February 3, 2020 at 4:34 pm
Hello,
I am currently with an environment that has an active/active cluster, each server has 16 cores/ 128 gigs of memory, and trying to figure out the licensing, wondering if we would have to pay for the licensing for both SQL servers since they are active active?
I am thinking would it be better for licensing, performance, usability, and of course Fail over/DR purposes to go with Always On for this situation and migrate off the Active/Active cluster?
thanks in advance
February 4, 2020 at 8:18 am
As with anything licensing, your best off speaking to Microsoft and/or your license reseller, they know your specific terms, do not take what is said on a public forum as truth. Always speak to the main body for your query or an authorised representative.
So if the cluster is active/active, then yes you will need to pay for 32 cores.
As for the last point, it depends on a number of factors. What edition of SQL do you run Standard/Enterprise? They have different functionality with AOAG's so may/may not be fit for purpose if you have Standard.
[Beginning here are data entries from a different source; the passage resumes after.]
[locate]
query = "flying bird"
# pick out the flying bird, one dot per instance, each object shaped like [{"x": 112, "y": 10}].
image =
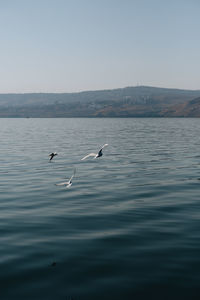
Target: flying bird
[
  {"x": 52, "y": 155},
  {"x": 69, "y": 182},
  {"x": 95, "y": 155}
]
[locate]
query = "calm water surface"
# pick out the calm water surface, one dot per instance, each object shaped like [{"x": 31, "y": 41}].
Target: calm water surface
[{"x": 128, "y": 228}]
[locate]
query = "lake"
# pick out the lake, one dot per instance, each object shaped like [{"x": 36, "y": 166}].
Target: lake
[{"x": 127, "y": 228}]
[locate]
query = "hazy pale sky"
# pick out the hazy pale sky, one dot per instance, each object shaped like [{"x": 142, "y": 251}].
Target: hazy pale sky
[{"x": 76, "y": 45}]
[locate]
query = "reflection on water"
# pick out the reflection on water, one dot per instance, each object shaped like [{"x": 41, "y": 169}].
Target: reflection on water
[{"x": 128, "y": 228}]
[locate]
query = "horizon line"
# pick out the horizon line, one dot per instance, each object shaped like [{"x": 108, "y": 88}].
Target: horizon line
[{"x": 98, "y": 90}]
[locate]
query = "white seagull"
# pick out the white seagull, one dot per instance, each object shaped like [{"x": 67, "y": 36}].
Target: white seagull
[
  {"x": 52, "y": 155},
  {"x": 68, "y": 183},
  {"x": 95, "y": 155}
]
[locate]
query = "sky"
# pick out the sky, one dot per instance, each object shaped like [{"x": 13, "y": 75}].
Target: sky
[{"x": 61, "y": 46}]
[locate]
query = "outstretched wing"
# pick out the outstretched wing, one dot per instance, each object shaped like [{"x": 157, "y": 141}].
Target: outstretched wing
[
  {"x": 103, "y": 146},
  {"x": 91, "y": 154},
  {"x": 73, "y": 175}
]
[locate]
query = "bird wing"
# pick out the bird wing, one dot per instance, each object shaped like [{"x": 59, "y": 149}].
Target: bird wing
[
  {"x": 73, "y": 175},
  {"x": 103, "y": 146},
  {"x": 91, "y": 154}
]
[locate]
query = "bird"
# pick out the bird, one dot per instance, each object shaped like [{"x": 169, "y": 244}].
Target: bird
[
  {"x": 96, "y": 155},
  {"x": 52, "y": 155},
  {"x": 68, "y": 183}
]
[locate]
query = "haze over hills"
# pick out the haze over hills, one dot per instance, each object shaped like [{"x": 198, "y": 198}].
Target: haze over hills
[{"x": 139, "y": 101}]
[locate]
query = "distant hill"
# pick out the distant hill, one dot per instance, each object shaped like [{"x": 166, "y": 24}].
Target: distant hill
[
  {"x": 140, "y": 101},
  {"x": 188, "y": 109}
]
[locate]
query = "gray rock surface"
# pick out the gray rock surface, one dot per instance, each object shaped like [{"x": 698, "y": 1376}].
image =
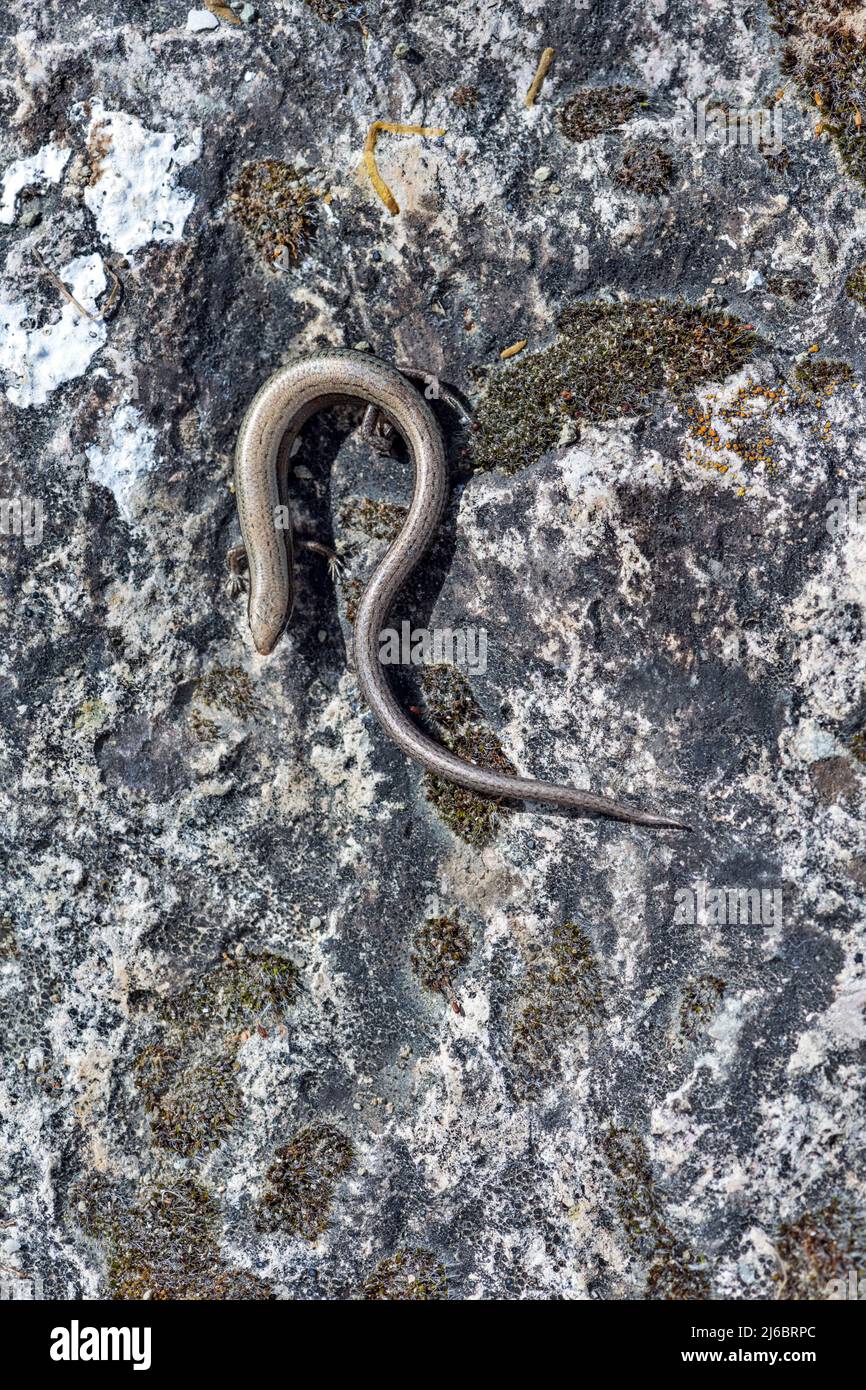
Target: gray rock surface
[{"x": 280, "y": 1018}]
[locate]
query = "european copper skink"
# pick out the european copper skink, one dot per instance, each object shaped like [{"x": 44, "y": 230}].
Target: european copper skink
[{"x": 267, "y": 434}]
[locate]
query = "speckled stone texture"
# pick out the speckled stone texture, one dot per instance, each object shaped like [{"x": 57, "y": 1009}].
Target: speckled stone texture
[{"x": 278, "y": 1025}]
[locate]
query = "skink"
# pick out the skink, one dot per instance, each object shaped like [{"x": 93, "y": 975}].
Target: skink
[{"x": 262, "y": 463}]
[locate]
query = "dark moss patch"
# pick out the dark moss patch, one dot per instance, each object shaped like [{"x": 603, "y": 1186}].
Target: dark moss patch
[
  {"x": 459, "y": 723},
  {"x": 202, "y": 729},
  {"x": 230, "y": 688},
  {"x": 595, "y": 110},
  {"x": 441, "y": 950},
  {"x": 609, "y": 360},
  {"x": 818, "y": 1248},
  {"x": 855, "y": 285},
  {"x": 790, "y": 287},
  {"x": 302, "y": 1179},
  {"x": 673, "y": 1269},
  {"x": 407, "y": 1275},
  {"x": 9, "y": 945},
  {"x": 701, "y": 998},
  {"x": 856, "y": 744},
  {"x": 378, "y": 520},
  {"x": 824, "y": 59},
  {"x": 647, "y": 168},
  {"x": 328, "y": 10},
  {"x": 163, "y": 1246},
  {"x": 565, "y": 994},
  {"x": 466, "y": 96},
  {"x": 275, "y": 207},
  {"x": 188, "y": 1076}
]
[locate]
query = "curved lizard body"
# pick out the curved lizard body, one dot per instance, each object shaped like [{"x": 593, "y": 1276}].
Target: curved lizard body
[{"x": 264, "y": 445}]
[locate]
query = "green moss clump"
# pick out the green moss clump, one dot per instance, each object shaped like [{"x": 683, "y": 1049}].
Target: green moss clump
[
  {"x": 275, "y": 207},
  {"x": 855, "y": 285},
  {"x": 647, "y": 168},
  {"x": 458, "y": 720},
  {"x": 227, "y": 687},
  {"x": 302, "y": 1179},
  {"x": 595, "y": 110},
  {"x": 701, "y": 998},
  {"x": 673, "y": 1269},
  {"x": 609, "y": 360},
  {"x": 823, "y": 54},
  {"x": 188, "y": 1076},
  {"x": 407, "y": 1275},
  {"x": 163, "y": 1246},
  {"x": 441, "y": 950},
  {"x": 819, "y": 1247},
  {"x": 378, "y": 520},
  {"x": 563, "y": 995},
  {"x": 9, "y": 944},
  {"x": 241, "y": 991},
  {"x": 192, "y": 1104}
]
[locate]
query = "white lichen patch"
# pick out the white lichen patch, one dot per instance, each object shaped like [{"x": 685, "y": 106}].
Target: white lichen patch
[
  {"x": 35, "y": 171},
  {"x": 34, "y": 362},
  {"x": 124, "y": 462},
  {"x": 135, "y": 196}
]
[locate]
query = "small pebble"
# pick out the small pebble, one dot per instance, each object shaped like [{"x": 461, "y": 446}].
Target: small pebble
[{"x": 200, "y": 20}]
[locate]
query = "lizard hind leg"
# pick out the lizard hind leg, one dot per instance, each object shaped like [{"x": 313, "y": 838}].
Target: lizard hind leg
[{"x": 237, "y": 566}]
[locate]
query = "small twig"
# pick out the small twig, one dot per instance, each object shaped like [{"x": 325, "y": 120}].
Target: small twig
[
  {"x": 113, "y": 292},
  {"x": 541, "y": 71},
  {"x": 63, "y": 289},
  {"x": 373, "y": 134}
]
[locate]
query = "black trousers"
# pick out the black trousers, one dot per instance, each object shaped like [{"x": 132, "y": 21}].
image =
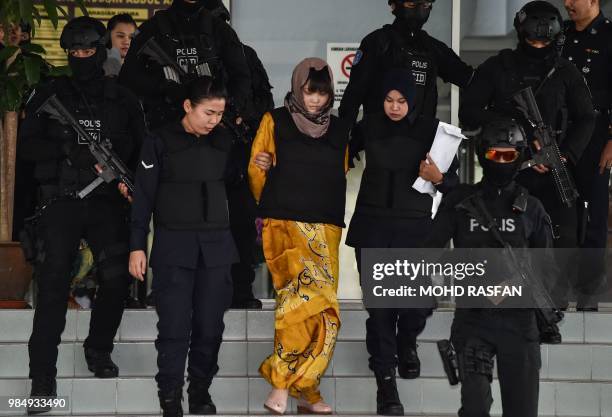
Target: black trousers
[
  {"x": 190, "y": 305},
  {"x": 510, "y": 337},
  {"x": 391, "y": 329},
  {"x": 103, "y": 223},
  {"x": 242, "y": 209},
  {"x": 593, "y": 188}
]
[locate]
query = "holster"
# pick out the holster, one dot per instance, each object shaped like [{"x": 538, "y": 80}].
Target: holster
[{"x": 449, "y": 361}]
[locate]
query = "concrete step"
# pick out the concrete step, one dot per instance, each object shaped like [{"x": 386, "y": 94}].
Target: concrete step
[
  {"x": 576, "y": 376},
  {"x": 239, "y": 359},
  {"x": 258, "y": 325},
  {"x": 424, "y": 396}
]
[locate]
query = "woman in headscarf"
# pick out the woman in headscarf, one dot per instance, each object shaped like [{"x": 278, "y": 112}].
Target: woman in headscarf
[
  {"x": 297, "y": 175},
  {"x": 389, "y": 213}
]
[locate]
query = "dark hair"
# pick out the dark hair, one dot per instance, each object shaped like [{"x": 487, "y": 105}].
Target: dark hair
[
  {"x": 320, "y": 81},
  {"x": 205, "y": 88}
]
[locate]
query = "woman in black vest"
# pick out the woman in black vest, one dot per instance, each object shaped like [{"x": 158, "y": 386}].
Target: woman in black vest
[
  {"x": 391, "y": 214},
  {"x": 181, "y": 182},
  {"x": 301, "y": 198}
]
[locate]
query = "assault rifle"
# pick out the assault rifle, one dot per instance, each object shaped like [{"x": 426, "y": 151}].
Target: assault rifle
[
  {"x": 547, "y": 150},
  {"x": 109, "y": 166}
]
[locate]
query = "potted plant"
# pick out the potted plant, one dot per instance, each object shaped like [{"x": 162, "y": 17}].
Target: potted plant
[{"x": 21, "y": 67}]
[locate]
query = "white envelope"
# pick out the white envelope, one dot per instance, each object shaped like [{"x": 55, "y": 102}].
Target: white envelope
[{"x": 443, "y": 150}]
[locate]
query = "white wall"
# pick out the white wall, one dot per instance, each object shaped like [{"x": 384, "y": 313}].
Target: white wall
[{"x": 285, "y": 31}]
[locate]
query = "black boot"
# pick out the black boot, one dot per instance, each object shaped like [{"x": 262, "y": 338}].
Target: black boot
[
  {"x": 550, "y": 335},
  {"x": 199, "y": 399},
  {"x": 409, "y": 366},
  {"x": 42, "y": 386},
  {"x": 387, "y": 398},
  {"x": 171, "y": 402},
  {"x": 101, "y": 364}
]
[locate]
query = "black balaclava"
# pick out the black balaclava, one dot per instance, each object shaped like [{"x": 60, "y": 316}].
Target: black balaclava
[
  {"x": 412, "y": 18},
  {"x": 187, "y": 8},
  {"x": 500, "y": 133},
  {"x": 85, "y": 33},
  {"x": 538, "y": 53},
  {"x": 86, "y": 69},
  {"x": 499, "y": 174}
]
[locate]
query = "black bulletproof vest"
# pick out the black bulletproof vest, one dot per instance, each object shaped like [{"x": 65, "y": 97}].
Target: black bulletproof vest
[
  {"x": 511, "y": 224},
  {"x": 398, "y": 52},
  {"x": 190, "y": 43},
  {"x": 191, "y": 192},
  {"x": 104, "y": 117},
  {"x": 471, "y": 234},
  {"x": 392, "y": 166},
  {"x": 308, "y": 182}
]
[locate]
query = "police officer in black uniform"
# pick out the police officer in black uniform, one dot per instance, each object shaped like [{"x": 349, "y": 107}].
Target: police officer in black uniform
[
  {"x": 588, "y": 45},
  {"x": 180, "y": 181},
  {"x": 510, "y": 335},
  {"x": 241, "y": 202},
  {"x": 64, "y": 166},
  {"x": 195, "y": 34},
  {"x": 199, "y": 43},
  {"x": 563, "y": 99},
  {"x": 389, "y": 213},
  {"x": 403, "y": 44}
]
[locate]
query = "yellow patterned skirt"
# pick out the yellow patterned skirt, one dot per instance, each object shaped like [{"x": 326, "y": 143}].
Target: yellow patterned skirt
[{"x": 303, "y": 261}]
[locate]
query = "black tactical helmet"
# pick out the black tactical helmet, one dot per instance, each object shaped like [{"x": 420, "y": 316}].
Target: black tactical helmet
[
  {"x": 218, "y": 9},
  {"x": 499, "y": 168},
  {"x": 83, "y": 33},
  {"x": 503, "y": 133},
  {"x": 538, "y": 20}
]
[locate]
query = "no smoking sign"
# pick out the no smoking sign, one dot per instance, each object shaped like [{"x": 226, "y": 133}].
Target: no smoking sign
[{"x": 341, "y": 57}]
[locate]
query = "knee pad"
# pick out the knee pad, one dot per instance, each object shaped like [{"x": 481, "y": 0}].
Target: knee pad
[
  {"x": 475, "y": 359},
  {"x": 112, "y": 265}
]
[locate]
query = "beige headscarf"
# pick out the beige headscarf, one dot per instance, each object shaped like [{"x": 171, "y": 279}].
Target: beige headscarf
[{"x": 314, "y": 125}]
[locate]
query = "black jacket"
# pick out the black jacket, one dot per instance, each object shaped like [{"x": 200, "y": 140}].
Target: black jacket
[
  {"x": 564, "y": 99},
  {"x": 308, "y": 182},
  {"x": 170, "y": 246},
  {"x": 209, "y": 35},
  {"x": 63, "y": 163}
]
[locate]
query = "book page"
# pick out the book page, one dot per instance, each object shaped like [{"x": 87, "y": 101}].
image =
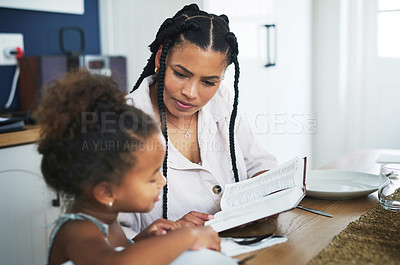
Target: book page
[{"x": 276, "y": 179}]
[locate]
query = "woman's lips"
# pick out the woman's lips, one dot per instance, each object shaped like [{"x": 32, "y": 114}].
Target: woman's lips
[{"x": 183, "y": 105}]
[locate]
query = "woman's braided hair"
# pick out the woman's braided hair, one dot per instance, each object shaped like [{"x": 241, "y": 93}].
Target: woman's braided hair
[{"x": 207, "y": 31}]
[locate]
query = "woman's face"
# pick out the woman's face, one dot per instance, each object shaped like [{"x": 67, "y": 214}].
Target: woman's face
[{"x": 192, "y": 78}]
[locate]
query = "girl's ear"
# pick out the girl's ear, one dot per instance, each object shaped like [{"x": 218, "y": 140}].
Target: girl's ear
[
  {"x": 103, "y": 193},
  {"x": 158, "y": 56}
]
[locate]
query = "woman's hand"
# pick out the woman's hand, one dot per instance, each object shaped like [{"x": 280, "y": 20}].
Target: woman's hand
[
  {"x": 205, "y": 237},
  {"x": 194, "y": 218},
  {"x": 157, "y": 228}
]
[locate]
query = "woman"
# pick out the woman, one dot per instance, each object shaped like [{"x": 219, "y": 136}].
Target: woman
[{"x": 209, "y": 142}]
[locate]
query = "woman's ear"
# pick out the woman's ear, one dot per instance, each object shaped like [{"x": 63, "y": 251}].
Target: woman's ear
[
  {"x": 103, "y": 193},
  {"x": 158, "y": 56}
]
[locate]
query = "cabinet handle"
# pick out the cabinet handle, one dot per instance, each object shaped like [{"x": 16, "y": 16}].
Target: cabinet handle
[
  {"x": 271, "y": 34},
  {"x": 56, "y": 202}
]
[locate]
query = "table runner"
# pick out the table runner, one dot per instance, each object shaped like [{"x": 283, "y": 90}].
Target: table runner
[{"x": 372, "y": 239}]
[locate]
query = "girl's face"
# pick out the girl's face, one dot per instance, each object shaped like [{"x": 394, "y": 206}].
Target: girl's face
[
  {"x": 192, "y": 78},
  {"x": 141, "y": 186}
]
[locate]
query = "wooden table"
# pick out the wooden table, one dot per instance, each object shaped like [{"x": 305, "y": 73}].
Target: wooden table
[
  {"x": 309, "y": 233},
  {"x": 30, "y": 135}
]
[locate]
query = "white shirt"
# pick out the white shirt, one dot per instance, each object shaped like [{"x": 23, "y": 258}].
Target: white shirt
[{"x": 190, "y": 185}]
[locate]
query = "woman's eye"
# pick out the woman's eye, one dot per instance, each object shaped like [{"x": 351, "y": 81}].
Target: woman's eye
[
  {"x": 209, "y": 83},
  {"x": 179, "y": 74}
]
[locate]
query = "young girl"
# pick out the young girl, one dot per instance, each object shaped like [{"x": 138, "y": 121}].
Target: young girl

How you split out the instances, as your active active, guessing you have more than one instance, how much CPU you need, RAM you need per instance etc, how you need to configure HA and DR.
If you where to do it and have Enterprise, I would start by building either a 4 node cluster, or 2 x 2 node clusters and segregate the instances to their own failover pairs in an AOAG setup, but depends on how much CPU and RAM each need, you could get away with a smaller setup, but again it depends.